For the sake of future physicians and their patients, the personal health care issues of medical students merit close attention. Our findings suggest that medical schools shoulder the responsibility not only of educating but also of providing health services for their students. Some medical students in this study reported having difficulty in securing care, in part due to the training circumstance. The access issues and care-seeking practices of students, moreover, appear to be greatly influenced by institutional milieu and by training stage.

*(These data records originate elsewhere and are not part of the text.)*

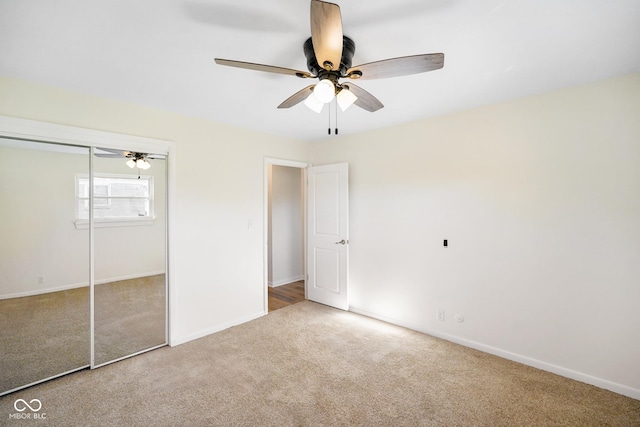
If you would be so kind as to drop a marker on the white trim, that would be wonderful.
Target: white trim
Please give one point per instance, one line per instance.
(525, 360)
(265, 247)
(208, 331)
(83, 224)
(282, 282)
(71, 135)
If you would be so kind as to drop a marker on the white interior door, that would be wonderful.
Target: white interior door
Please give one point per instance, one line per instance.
(328, 235)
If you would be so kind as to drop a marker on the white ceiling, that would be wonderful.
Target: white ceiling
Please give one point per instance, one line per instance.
(160, 53)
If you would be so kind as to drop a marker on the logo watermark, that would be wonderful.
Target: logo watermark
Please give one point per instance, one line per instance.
(28, 410)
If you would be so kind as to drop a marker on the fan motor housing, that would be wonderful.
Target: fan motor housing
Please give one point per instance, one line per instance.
(348, 49)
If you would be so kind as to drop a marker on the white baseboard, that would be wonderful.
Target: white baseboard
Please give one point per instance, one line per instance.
(634, 393)
(77, 285)
(281, 282)
(175, 341)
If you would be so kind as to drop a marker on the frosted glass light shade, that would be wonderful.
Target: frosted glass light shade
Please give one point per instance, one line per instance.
(143, 164)
(345, 99)
(324, 90)
(313, 103)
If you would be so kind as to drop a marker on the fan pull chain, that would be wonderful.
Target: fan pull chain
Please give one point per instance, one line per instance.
(336, 107)
(329, 117)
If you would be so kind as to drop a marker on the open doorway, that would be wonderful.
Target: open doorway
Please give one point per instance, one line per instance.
(285, 207)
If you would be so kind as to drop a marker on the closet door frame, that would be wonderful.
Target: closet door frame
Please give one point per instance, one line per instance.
(37, 131)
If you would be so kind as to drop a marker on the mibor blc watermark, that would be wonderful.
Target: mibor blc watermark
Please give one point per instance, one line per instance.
(27, 410)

In light of these data, medical school faculty may wish to pursue several initiatives. First, medical educators should seek to develop inexpensive, confidential student health services that fit with students' rigorous schedules. Availability of care services should be well publicized, beginning with medical school orientation, and revisited at critical training points such as entry into the clinical clerkships. Second, the topics of physician/trainee health and well-being, appropriate self-care practices, and attitudinal barriers to care should be addressed explicitly in the curriculum. Potential problems associated with informal consultation should be considered in detail. Discussions of personal health issues of medical students in the classroom should be undertaken with sensitivity to the students' desire for privacy, however, and should never be conducted in a manner that may be experienced as coercive or as requiring self-disclosure. Third, care-giving faculty should engage in dialog with their student-patients to help them assimilate the formative, positive lessons of personal health experiences. Fourth, targeted interventions such as small-group discussions or workshops to address the special concerns of women (e.g., issues related to taking time off from school work, confidentiality, cost, and coordinating multiple sources of care) should be implemented. Finally, efforts should be undertaken to educate housestaff and faculty members about institutional policies, health services, and attitudes relevant to medical student health care. In so doing, the unspoken curriculum reinforcing the perceived barriers to care and supporting maladaptive self-care practices of students may be constructively addressed.